My Mom say over and over, Well, I don't remember that.
Which to her means ----- It flat dab didn't happen or I'd remember it.
Now do yourself a favor and try ---- TRY, and this is just for your own frustration levels, not to use Reason and Logic to a mind that does not function like yours does cause it just going to confuse and frustrate you. Next month he may obsess over the dog or cat. --------- For the sake of your own peace of mind LET IT GO. He's in his own little world and they know him there.

If he ask the same question 5 times in a 15 minute period just answer it as cheerfully as possible each time and MOVE ON. He doesn't know he's ask it before or he would not ask again.
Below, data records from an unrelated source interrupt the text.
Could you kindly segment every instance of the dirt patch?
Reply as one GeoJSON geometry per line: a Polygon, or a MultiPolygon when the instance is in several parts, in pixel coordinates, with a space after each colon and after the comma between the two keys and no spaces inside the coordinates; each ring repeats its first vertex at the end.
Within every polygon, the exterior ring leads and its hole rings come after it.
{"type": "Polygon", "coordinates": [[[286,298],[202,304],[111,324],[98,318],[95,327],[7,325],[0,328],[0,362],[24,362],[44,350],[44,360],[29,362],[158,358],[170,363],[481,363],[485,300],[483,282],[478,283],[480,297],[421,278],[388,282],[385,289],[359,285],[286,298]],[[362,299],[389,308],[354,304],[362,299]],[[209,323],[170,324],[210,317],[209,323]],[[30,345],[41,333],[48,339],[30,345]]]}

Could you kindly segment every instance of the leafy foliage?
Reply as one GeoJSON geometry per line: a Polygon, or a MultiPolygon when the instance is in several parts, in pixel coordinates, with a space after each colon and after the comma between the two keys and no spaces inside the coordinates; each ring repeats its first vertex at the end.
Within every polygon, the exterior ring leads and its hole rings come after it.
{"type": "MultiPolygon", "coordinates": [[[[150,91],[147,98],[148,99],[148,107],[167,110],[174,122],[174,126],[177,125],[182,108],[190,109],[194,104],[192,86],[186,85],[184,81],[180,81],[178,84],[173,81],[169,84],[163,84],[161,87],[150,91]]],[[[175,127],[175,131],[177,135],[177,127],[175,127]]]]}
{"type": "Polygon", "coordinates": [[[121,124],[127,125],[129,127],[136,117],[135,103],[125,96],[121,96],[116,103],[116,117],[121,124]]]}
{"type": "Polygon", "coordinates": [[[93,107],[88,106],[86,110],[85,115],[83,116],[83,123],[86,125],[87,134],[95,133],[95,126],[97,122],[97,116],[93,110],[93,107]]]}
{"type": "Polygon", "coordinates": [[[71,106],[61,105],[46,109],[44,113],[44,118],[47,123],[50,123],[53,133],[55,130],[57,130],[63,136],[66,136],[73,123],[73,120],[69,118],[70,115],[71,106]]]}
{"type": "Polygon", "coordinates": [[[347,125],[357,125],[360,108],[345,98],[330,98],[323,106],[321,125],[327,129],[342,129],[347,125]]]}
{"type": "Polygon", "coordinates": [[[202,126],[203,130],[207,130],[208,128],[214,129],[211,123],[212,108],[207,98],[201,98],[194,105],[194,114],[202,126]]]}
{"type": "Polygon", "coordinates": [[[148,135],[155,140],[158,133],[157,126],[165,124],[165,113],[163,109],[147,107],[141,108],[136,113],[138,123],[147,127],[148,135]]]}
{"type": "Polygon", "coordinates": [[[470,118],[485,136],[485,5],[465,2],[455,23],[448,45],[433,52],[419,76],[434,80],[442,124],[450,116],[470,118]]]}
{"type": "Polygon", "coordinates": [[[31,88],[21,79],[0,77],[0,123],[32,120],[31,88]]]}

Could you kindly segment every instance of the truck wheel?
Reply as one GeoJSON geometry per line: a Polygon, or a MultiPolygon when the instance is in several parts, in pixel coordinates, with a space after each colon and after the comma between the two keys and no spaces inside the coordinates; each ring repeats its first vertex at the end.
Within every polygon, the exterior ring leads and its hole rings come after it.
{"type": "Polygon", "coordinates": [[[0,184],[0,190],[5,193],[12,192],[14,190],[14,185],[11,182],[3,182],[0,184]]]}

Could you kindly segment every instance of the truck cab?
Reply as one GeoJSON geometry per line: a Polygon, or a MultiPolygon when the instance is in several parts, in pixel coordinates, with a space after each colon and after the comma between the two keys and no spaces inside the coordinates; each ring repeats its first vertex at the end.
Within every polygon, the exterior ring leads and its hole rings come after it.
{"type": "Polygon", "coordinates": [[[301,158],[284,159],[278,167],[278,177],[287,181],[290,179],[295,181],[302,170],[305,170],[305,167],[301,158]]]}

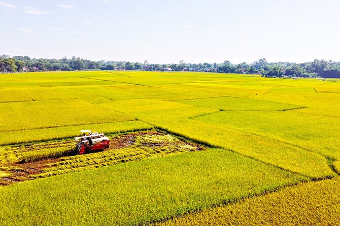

Just FYI, if he ask a question AGAIN that you just don't want to get into again, simply say, Dad, wait just a few minutes I need to go to the bathroom. Ten minutes later 30/70 chance he will not remember. Yesterday, Friday Morning I had some bills that needed attention & a stop at the back was on the morning schedule. But Mom, trying to figure out when all this started ask me a question and wanted to sit down and discuss some things. Mom, love to do that later in the day I need to take care of a few thing first. Oh, NO, now she's upset that I won't take time for something as she puts it ----- is much more important that what you are doing. Mom, I'm sure it is very important to you and I'll be happy to sit when I get back but I need to do this running around before it gets 105 outside. I'll be back in two hours. I said no more, ignored everything she said after that gave her a kiss and be back shortly and left. She's giving me that LOOK all the way to the car. Came back two hours later and she'd forgotten the whole thing including getting upset.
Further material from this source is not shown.